Sadly, the momentum did not extend to German inflation, as Destasis said growth in the indicator slowed in June. CPI only grew by 2.3% year-on-year and by 0.4% month-over-month, while in the previous month it jumped by as much as 2.5% year-on-year and by 0.5% month-over-month. The EU-harmonized CPI also rose by only 2.1% year-on-year.
Meanwhile, consumer sentiment in France posted strong growth, climbing to a 15-month high in June. The index hit 102 points after a huge proportion of households deem the current period a good time to make large purchases. Accordingly, this raised the projection for retail sales in the coming months.
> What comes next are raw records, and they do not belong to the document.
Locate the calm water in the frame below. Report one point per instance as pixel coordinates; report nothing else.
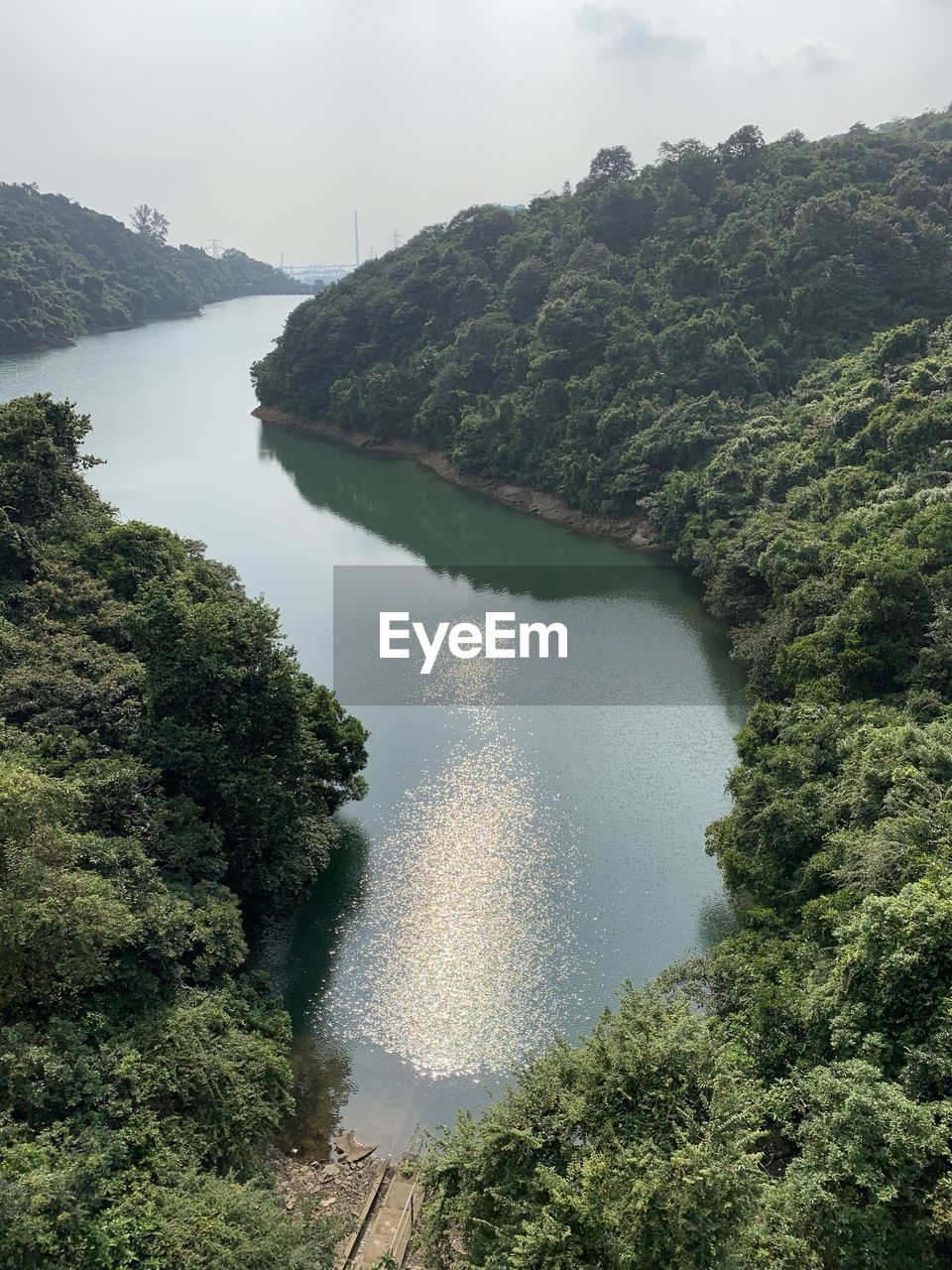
(509, 867)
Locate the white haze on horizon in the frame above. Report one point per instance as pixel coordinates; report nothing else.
(266, 125)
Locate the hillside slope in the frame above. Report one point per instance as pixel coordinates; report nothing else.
(753, 344)
(66, 271)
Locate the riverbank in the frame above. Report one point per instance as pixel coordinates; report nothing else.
(634, 532)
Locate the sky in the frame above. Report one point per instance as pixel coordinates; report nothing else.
(266, 125)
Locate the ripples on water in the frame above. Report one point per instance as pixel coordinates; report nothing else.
(462, 957)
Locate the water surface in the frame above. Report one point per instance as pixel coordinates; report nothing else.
(509, 867)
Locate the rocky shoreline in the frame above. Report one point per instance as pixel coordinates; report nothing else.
(634, 532)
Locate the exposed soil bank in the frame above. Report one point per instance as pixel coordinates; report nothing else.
(635, 532)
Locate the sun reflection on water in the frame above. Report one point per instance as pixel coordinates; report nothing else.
(463, 957)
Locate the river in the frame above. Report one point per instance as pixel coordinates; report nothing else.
(509, 867)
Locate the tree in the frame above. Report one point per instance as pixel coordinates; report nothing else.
(610, 166)
(150, 222)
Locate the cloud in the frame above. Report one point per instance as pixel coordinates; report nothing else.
(819, 58)
(622, 33)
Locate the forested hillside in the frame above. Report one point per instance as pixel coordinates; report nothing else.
(66, 271)
(166, 770)
(655, 340)
(551, 345)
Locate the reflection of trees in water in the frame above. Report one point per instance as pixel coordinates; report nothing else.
(717, 919)
(321, 1086)
(296, 949)
(448, 529)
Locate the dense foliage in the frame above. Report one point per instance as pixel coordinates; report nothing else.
(66, 271)
(653, 341)
(548, 345)
(166, 769)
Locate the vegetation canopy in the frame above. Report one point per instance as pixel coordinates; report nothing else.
(66, 271)
(167, 771)
(753, 344)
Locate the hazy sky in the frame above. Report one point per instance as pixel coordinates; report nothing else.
(267, 123)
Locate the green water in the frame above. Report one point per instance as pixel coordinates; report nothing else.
(509, 867)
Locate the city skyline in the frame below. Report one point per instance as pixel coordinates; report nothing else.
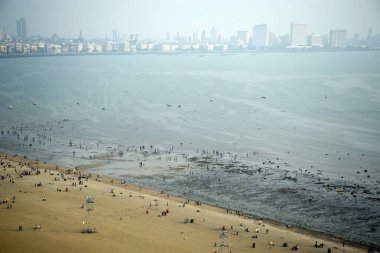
(153, 20)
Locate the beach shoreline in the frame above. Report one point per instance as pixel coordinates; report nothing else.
(110, 182)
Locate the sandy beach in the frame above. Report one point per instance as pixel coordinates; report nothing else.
(43, 209)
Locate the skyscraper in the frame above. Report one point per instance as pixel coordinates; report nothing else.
(260, 36)
(298, 35)
(195, 37)
(203, 37)
(243, 36)
(22, 29)
(338, 38)
(315, 40)
(213, 35)
(115, 36)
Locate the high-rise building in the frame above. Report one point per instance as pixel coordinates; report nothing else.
(213, 35)
(338, 38)
(260, 36)
(195, 37)
(242, 36)
(315, 40)
(22, 29)
(115, 36)
(203, 36)
(298, 35)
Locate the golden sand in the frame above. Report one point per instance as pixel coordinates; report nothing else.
(126, 218)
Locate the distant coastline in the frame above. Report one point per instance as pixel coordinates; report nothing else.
(227, 52)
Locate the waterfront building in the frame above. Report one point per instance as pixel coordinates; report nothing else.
(260, 36)
(243, 37)
(195, 37)
(213, 35)
(315, 40)
(298, 35)
(338, 38)
(22, 29)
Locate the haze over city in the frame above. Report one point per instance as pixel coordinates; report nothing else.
(152, 19)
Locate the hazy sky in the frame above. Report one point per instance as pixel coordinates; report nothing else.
(153, 18)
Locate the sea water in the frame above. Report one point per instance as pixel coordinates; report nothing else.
(315, 115)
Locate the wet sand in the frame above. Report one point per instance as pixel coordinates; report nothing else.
(126, 218)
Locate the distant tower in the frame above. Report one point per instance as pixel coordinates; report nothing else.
(22, 29)
(195, 37)
(260, 36)
(243, 36)
(338, 38)
(203, 36)
(80, 36)
(115, 36)
(298, 34)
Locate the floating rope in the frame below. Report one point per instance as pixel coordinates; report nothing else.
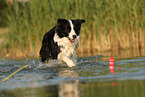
(16, 71)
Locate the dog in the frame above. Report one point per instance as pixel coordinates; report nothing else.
(61, 41)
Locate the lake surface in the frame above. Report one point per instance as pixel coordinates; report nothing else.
(90, 78)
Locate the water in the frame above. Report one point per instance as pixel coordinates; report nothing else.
(90, 78)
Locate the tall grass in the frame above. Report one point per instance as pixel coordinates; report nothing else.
(110, 24)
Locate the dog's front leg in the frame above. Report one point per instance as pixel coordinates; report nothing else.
(68, 61)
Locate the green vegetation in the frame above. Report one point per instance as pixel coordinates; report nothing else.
(110, 24)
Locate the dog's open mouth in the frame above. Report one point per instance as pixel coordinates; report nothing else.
(72, 40)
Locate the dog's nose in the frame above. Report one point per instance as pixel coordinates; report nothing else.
(74, 36)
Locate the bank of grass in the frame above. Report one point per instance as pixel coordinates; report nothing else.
(110, 24)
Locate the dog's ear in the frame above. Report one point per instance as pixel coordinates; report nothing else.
(80, 21)
(61, 21)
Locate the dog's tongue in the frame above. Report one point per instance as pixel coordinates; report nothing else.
(72, 40)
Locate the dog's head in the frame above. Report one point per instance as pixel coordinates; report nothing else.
(69, 28)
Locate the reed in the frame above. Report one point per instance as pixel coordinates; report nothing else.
(111, 24)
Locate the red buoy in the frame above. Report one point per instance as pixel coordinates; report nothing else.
(111, 64)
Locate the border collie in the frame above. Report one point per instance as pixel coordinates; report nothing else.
(61, 41)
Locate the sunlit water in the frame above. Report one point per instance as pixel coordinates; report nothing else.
(91, 75)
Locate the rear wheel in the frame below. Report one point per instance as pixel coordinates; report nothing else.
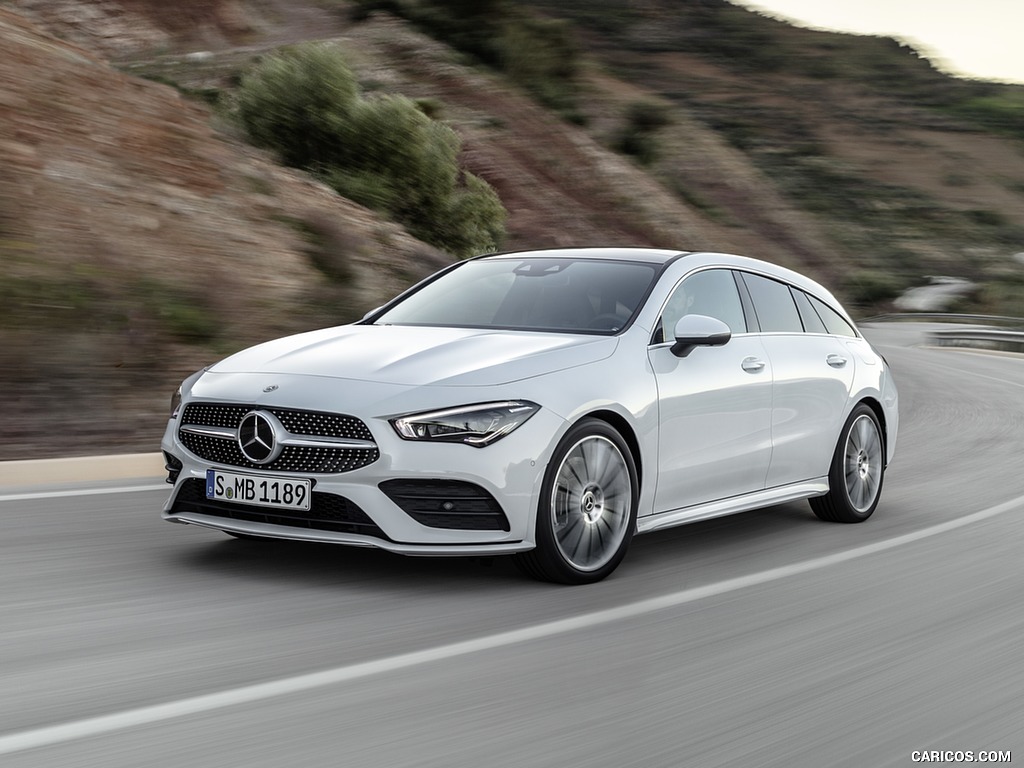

All this significantly affected EUR / USD, but today a lot will depend on 1.1925 because going above it will result in a hike towards 1.1980 and 1.2030. Meanwhile, dropping below 1.1880 will push euro down to 1.1850.
GBP
Pound hit a new low yesterday after the UK government imposed new restrictions related to the coronavirus pandemic. Portugal and Spain have also introduced new rules for visitors from Britain, while Germany insists on a more coordinated response from the members of the European Union. Hong Kong also banned passenger flights from UK, which is bad news to airlines and tour operators.
On the bright side, house prices in UK rose 13.4% year-on-year in June, which is the highest record since November 2004. But on a monthly basis, it fell by 0.7%.
Today, a lot depends on 1.3870 because climbing above it will bring GPB / USD to 1.3920 and 1.3980. Meanwhile, dropping to 1.3820 will push pound down to 1.3770 and 1.3710.